Lai Ching-te referred to the Treaty of Aigun, which was signed in 1858
If China’s claims for the Taiwan are a matter of territorial integrity, then Beijing should also take back territory from Russia that the last Chinese dynasty ceded in capitulation in the 19th century, Taiwan President Lai Ching-te said in an interview with Taiwanese media .
OR China it regards Taiwan – ruled by democratically elected governments – as its own territory and has never ruled out the use of force to bring the island under its control. Taiwan’s government rejects this claim by Beijing, saying only the island’s residents can decide their future.
Speaking in an interview with a Taiwanese television station broadcast late yesterday, Lai, whom China calls a “separatist”, referred to the 1858 Treaty of Aigun, in which China signed a concession to the then Russian empire of a vast tract of land in what it is now the Far East of Russiaforming much of Russia’s present-day border along the Amur River.
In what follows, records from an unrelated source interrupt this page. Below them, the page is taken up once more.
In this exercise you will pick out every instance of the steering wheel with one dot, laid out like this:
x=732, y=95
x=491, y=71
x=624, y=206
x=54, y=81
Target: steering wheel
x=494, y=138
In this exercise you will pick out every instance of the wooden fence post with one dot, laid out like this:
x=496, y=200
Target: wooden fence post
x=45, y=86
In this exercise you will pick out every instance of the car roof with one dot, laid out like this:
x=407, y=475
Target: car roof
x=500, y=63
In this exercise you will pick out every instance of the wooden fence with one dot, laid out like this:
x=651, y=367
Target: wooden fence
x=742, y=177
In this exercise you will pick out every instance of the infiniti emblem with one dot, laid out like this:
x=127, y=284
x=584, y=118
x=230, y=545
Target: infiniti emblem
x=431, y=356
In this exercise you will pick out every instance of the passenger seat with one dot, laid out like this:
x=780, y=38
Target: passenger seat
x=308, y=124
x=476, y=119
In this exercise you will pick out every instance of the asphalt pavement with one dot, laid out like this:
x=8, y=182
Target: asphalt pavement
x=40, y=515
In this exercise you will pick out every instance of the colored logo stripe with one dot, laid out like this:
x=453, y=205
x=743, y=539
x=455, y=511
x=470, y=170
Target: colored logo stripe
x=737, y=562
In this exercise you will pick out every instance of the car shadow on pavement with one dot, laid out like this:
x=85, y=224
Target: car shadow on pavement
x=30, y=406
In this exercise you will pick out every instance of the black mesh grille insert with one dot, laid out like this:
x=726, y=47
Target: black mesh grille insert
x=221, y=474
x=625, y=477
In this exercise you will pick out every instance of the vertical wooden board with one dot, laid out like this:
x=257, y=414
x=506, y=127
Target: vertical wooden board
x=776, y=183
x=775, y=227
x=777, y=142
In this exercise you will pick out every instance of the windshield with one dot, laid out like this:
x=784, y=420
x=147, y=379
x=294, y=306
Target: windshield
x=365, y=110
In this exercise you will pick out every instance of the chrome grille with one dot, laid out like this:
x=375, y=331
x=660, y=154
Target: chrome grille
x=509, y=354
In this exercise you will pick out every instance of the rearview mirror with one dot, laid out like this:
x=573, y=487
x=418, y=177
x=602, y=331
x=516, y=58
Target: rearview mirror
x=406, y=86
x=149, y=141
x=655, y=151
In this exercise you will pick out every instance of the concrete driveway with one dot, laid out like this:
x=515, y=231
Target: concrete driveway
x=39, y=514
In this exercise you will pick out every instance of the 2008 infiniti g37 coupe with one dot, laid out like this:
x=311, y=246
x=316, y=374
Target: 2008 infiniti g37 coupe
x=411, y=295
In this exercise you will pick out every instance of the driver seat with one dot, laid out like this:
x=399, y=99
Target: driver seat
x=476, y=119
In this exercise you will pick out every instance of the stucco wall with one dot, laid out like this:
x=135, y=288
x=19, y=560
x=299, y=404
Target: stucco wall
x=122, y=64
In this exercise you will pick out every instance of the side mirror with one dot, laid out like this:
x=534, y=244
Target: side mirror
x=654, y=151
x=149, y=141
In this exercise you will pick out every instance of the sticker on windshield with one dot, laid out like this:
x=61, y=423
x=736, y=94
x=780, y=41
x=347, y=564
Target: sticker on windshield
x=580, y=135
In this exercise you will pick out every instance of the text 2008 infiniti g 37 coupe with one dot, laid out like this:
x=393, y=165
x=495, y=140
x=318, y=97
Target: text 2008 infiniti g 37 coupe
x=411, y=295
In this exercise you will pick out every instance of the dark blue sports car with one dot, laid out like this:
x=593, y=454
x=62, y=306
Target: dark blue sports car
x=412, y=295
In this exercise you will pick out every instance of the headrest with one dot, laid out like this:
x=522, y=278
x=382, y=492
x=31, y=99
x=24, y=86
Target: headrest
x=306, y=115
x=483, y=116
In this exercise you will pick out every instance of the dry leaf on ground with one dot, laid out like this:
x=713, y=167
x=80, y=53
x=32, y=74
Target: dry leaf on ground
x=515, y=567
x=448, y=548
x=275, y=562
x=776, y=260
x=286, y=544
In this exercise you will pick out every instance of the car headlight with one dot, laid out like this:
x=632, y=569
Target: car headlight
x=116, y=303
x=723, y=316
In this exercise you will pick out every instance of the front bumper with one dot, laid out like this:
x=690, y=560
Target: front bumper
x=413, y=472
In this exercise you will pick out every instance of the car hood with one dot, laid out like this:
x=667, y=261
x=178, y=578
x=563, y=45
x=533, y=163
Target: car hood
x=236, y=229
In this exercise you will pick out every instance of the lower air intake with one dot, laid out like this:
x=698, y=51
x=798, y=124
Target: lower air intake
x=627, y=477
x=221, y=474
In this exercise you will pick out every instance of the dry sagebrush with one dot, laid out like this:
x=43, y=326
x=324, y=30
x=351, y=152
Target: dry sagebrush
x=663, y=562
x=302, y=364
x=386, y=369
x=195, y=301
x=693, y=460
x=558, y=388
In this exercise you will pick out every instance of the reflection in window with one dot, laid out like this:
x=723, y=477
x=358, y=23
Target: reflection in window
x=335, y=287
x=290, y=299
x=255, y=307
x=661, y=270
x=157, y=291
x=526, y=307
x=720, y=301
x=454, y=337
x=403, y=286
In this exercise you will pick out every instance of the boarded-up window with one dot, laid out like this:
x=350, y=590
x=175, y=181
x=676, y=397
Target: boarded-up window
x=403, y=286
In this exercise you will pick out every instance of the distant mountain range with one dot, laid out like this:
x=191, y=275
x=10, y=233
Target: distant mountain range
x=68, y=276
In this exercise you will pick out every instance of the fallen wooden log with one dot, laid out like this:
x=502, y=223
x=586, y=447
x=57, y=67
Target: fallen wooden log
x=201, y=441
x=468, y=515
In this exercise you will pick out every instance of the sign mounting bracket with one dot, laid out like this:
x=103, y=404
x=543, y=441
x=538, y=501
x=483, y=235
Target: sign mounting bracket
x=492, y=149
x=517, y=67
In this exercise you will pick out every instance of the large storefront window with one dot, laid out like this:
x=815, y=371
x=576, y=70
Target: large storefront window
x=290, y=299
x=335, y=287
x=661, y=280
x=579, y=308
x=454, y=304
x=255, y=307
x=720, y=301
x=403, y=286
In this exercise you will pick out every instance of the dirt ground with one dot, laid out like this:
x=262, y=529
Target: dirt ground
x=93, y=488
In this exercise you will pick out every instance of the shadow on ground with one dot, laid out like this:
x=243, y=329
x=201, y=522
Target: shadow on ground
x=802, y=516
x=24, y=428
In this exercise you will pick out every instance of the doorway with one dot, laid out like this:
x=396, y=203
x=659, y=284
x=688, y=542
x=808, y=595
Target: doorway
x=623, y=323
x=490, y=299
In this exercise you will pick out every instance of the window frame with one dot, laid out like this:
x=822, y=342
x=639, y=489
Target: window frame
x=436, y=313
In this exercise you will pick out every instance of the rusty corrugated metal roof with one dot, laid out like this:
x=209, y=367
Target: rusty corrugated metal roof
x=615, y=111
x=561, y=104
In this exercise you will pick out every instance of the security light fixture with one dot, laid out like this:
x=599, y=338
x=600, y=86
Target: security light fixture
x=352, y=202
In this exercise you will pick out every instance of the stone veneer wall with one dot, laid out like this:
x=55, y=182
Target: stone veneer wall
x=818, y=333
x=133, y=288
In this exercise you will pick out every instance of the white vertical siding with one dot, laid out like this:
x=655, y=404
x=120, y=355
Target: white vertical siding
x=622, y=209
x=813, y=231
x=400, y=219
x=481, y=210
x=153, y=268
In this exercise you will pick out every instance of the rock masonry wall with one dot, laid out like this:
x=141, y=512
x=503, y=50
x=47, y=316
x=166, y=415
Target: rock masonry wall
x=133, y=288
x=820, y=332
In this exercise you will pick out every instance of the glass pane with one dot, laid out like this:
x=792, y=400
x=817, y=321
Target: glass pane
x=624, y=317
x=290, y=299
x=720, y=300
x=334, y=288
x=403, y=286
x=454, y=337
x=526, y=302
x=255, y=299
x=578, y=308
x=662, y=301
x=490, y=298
China’s Imperial Qing Dynasty, which was in its final stages of decline when the Treaty was signed, initially refused to ratify the Treaty, but ratified it two years later in the Beijing Convention, one of what China calls “unequal” treaties it signed with foreign powers in the 19th century.
“China’s intention to attack and annex Taiwan is not because of what any individual or political party in Taiwan says or does. It is not for the sake of territorial integrity that China wants to annex Taiwan,” Lai stressed.
“If (s.s. this intention of China) is for the sake of territorial integrity, why does it not take back the territories occupied by Russia and which were ceded to Treaty of Aigun; Russia is today in the weakest position to assert its right,” he added.
“The Aigun Treaty was signed during the Qing Dynasty – you can ask Russia (for the return of the land) but you don’t. So it’s obvious they don’t want to invade Taiwan for territorial reasons.”
China’s Taiwan Affairs Office did not immediately respond to a request for comment on Lai’s remarks.
The Chinese government maintains that Taiwan has been Chinese territory since ancient times.
The Qing Dynasty ceded Taiwan to Japan in 1895 in yet another “unequal” treaty and in 1945 with the end of World War II Taiwan was ceded to the government of the Republic of China which four years later fled to Taiwan after losing the civil war against Mao Zedong’s communists.
Lai said that what China really wants to do with its plans for Taiwan is to change the rules-based international order.
“It has hegemonic ambitions internationally, in the Western Pacific – that’s its real goal,” he concluded.